Chapter, “Magic Dick and a Woody” –Close up magic years.
* The guy was just a real pill, no fun at all and he also was quite the fem. Whenever he answered the phone at the shop he would pick up the phone in a fem voice and say, “Magic…Dick”.
Chapter, “Time for Two” –Family
* Canada’s Cultural Capital of Montreal would be for evermore our favorite Canadian Destination.
* ……..“This is not a very Happy Meal”.
Chapter, “Tennessee Tim”-Behind the scenes of JBO TV
* I think Tim and I had a little different perspective of what a houseboat was and his renovation meant that he bought a pool toy at Wal Mart and stuck it inside the shack.

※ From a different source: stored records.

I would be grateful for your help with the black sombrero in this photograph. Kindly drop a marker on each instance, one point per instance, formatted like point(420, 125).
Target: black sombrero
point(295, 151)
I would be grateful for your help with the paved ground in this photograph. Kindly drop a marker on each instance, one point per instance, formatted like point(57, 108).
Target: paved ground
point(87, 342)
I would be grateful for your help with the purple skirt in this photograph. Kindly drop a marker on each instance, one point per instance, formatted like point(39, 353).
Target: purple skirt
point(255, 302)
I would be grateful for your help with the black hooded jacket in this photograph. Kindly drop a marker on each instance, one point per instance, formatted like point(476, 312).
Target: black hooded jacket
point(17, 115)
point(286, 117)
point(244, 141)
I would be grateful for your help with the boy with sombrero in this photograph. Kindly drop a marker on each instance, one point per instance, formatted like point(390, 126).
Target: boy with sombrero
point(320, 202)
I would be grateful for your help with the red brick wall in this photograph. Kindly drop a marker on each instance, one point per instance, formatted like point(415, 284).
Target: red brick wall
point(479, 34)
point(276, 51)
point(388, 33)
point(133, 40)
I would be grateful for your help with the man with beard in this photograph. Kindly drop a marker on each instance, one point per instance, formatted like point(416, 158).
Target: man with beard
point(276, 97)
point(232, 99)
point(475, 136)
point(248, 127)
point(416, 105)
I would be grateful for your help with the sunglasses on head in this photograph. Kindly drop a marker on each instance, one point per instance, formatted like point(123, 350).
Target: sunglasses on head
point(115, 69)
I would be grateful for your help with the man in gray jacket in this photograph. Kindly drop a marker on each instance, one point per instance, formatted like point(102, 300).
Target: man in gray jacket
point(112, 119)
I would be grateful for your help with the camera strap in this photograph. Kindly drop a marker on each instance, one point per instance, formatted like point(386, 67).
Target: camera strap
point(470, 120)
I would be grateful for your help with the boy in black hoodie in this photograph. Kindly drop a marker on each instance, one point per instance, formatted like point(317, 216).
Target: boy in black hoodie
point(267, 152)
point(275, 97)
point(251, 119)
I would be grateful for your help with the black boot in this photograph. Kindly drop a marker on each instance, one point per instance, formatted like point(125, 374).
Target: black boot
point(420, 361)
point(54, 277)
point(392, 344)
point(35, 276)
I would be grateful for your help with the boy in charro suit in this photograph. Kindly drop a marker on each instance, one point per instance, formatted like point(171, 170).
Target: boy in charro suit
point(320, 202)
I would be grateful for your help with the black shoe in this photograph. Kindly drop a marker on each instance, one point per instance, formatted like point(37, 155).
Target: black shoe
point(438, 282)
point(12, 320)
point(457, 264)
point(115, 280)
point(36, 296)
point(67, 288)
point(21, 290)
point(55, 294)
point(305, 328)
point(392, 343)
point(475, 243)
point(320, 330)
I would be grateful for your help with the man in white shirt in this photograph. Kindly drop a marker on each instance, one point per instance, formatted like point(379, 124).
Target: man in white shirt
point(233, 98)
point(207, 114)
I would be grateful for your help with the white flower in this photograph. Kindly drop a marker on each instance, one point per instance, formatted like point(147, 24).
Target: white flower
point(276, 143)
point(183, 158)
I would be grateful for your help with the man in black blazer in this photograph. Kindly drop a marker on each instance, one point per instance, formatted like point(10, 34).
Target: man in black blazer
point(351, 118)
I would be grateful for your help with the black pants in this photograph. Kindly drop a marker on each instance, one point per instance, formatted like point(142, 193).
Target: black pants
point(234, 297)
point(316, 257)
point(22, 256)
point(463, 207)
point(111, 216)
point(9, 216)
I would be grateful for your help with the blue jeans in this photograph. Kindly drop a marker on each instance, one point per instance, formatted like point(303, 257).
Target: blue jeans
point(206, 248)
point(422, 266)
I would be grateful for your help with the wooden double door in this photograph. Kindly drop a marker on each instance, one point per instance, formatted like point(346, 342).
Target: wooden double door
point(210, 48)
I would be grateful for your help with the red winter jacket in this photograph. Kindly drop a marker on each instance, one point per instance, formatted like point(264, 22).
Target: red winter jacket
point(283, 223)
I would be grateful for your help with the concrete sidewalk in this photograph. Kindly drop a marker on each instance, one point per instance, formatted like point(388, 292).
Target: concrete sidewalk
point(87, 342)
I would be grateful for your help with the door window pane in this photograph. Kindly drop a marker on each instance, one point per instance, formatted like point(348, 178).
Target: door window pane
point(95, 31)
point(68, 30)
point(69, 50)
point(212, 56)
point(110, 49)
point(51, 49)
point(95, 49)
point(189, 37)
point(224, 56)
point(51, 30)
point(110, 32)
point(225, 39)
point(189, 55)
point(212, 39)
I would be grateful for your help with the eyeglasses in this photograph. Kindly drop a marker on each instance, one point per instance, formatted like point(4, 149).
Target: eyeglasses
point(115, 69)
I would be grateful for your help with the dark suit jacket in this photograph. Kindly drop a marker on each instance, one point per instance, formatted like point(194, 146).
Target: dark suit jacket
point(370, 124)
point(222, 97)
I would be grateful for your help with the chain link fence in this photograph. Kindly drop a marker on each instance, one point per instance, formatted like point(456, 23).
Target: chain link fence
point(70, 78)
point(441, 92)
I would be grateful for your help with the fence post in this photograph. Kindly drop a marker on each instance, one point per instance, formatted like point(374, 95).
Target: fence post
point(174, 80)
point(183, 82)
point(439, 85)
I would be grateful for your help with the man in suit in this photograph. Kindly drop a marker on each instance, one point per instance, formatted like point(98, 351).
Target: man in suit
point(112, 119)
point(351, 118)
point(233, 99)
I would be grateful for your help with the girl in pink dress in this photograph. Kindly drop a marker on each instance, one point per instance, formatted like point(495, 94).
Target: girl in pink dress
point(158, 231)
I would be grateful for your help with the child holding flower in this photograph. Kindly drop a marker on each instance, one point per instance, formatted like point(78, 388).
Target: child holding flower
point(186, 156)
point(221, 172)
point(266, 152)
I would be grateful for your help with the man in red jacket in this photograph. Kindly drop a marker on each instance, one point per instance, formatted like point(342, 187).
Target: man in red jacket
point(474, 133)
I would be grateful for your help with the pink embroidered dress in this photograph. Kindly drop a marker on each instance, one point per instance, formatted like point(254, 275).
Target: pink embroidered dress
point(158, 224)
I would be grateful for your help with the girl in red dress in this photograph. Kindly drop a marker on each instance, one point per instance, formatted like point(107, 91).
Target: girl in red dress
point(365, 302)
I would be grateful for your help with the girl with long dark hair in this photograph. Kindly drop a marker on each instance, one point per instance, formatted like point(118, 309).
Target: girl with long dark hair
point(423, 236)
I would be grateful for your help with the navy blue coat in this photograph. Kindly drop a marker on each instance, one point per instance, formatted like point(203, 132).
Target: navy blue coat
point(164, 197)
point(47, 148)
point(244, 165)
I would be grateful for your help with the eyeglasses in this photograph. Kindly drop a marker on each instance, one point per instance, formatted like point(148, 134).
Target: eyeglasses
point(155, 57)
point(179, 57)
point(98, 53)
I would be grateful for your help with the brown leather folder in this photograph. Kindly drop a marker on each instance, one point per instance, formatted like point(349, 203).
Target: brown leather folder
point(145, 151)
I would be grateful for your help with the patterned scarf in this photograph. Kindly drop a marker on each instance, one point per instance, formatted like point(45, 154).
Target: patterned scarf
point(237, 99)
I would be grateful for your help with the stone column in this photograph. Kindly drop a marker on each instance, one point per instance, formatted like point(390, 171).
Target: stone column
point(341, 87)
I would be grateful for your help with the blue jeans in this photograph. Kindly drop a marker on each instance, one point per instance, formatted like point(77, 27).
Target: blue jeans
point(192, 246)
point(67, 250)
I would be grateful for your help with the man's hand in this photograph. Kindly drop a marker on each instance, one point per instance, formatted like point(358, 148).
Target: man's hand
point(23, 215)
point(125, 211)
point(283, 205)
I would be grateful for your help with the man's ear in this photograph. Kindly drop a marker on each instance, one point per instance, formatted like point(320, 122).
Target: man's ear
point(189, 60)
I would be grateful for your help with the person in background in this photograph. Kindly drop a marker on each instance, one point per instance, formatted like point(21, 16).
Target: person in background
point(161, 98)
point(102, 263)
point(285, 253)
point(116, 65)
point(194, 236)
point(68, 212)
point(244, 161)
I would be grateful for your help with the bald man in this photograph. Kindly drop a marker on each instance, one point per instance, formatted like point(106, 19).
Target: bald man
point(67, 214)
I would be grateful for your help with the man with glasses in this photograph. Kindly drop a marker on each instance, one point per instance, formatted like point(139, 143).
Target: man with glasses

* Now shooting a wild pig and boarding it was not enough for this captain, no, he immediately gutted the pig and cleaned it right there on the boat. He said it was easier to do it on his boat, and he was right.
* Walking back to the front of the trailer on the sofa was the Dominick’s Pizza Delivery guy. I opened the door and outside was his car still running, door open, and now 50 cold pizzas in the back seat.
* I said, “No sir, the only problem I have is that your B & B is 100 degrees and you put chocolates in your guests beds.
* “Damit man!!! Don’t listen to me I don’t know shit about flying an airplane, just photography! Fly the dam plane and don’t listen to a word I say!!’
* “We don’t need air conditioning up here in the mountains”. Really? Boy could have fooled me. To me 100 degrees is a 100 degrees weather your in the mountains or at the beach. According to my math, it is the same.
She said, “Yes. Alcohol. We don’t believe in it or serve it, now what kind of juice would you like?” Respectfully I said, “None. Thank you, I am trying to cut down”.
Chapter, ‘The Pirates are Coming”-The Pirate Life on the Docks
* It is the only helm station I ever saw that was a Knucklehead Harley with a hidden nine-millimeter that also served drinks. Very unique.
* P.D actually had a working still in the bilge of his creaky wooden boat that produced some of the strongest Rum I have ever had. The proof was so high he used it to also clean his diesel engines. He fabricated this still from a marine air-conditioning compressor.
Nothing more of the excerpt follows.